AFTER THE DIVORCE - HERO AND HONDA, BOTH GROW STRONGER

By Research Desk
about 9 years ago

 

By Ruma Dubey

It’s been four and half years since the divorce and both, Hero as well as Honda have learnt to lead and live separate lives, so much so that one is left wondering if they were married at all in the first place. That what enterprise and growth does to even a 26 year old relationship.

Hero and Honda decided to part ways in December 2010 and this winter, their split would mark 5 years of separation. This ‘five year’ mark is very significant as Hero had set itself a set of milestones to achieve by December 2015 when they split. And as near this deadline, it looks as though Hero is miles away from achieving those targets.

The first target was a $10 billion revenue – it ended FY15 with a revenue of $4.3 billion and there is no way on earth that it can close this gap and get to $10 billion in one year. One can blame it all on the depreciating rupee also to some extent. The average rupee to dollar rate in 2011 was at around Rs.45-50/US dollar and today it stands at almost Rs.70/dollar.

The second target was sale of 10 million unit – it ended FY15 with a total sale of 6.63 million units. This means, it needs to show a jump of 51% units sold this fiscal or 3.37 million units more over FY15. Now that again seems like a very tough milestone to achieve.

The third target was to achieve a 10% export share of total sales and the achievement of this target was dependent on the fourth and last milestone - 6 new factories or assembly units would be opened outside India by end of FY16 . Hero’s export contribution to total sales in FY15 was a measly 3% and this can be blamed on the opening of only four units outside India till date. One more unit in Nigeria is scheduled to go on stream before FY16 comes to an end. Yet, achieving a 10% export target is a tall order.

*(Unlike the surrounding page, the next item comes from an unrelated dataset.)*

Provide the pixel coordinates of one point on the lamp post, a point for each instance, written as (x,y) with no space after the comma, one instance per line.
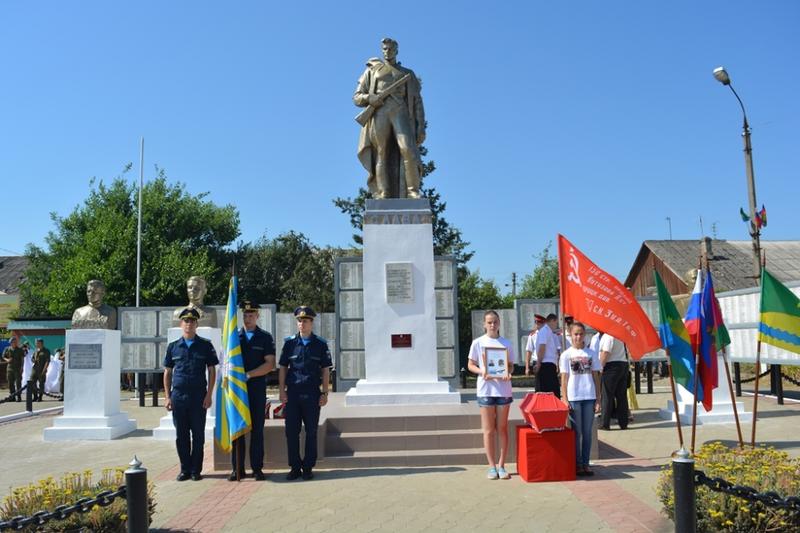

The biggest expertise which Honda got on the table for Hero was the design for new bikes from Japan. It owns the largest number of patents and created a huge value on its IP – Hero cannot even imagine getting halfway. But imagine the plight of Hero when Honda walked away with all the designs? Hero has no painstakingly built its own R&D, with some 400 engineers. It tied Engine Engineering, AVL and Magneti Marelli for design expertise but the crowning glory was the tie-up with hall-of-fame designer Erik Buell. In fact it was huge coup when Hero bought a 49% stake in Erik Buell. But sadly, Buell filed for bankruptcy in April’15 and shut down. This means Hero will no longer get these coveted, premium technology from Eric and Hero has to bear a Rs.155 crore impairment loss on this equity deal. For now, Hero is trying its level best to get into the high margin, premium segment of bikes while trying to capture the lucrative scooters segment – which is the best performing in entire two-wheeler segment.

Hero is doing well, no doubts about it, especially in the low cost, high mileage sector.  It remains India’s largest two-wheeler maker. In April’15, the company reported a 7% (YoY) drop in sales at 5,33,305 units and it said that this was due to poor rural demand impacted due to unseasonal rains witnessed in the month of March.

And after the split, how is Honda doing? The Japanese company is gaining fast ground. In FY13, Hero had a market share of 42.85% and Honda was at 18.89%. This changed in FY14 – Hero down to 41.30% and Honda gains at 24.03% and FY15 – Hero is further down to 40.18% and Honda is gaining fast at 26.64%. So Honda is slowly but surely creeping ahead. Its Dream series bikes are doing well and Neo too but both are yet to get the kind of mileage which Splendor has though its scooter sales are doing exceedingly well. The company is expanding the distributorship network across India. It’s new plant at Gujarat, with a capacity of 1.2 million scooters per annum is expected to on stream this fiscal. But what it is really working on is displacing Hero’s Splendor from the top mantle. That will take a while for sure.

Bottomline – The divorce has worked well for both, ushering in growth and new markets. For the rest in the industry, surely there is increased competition to contend with.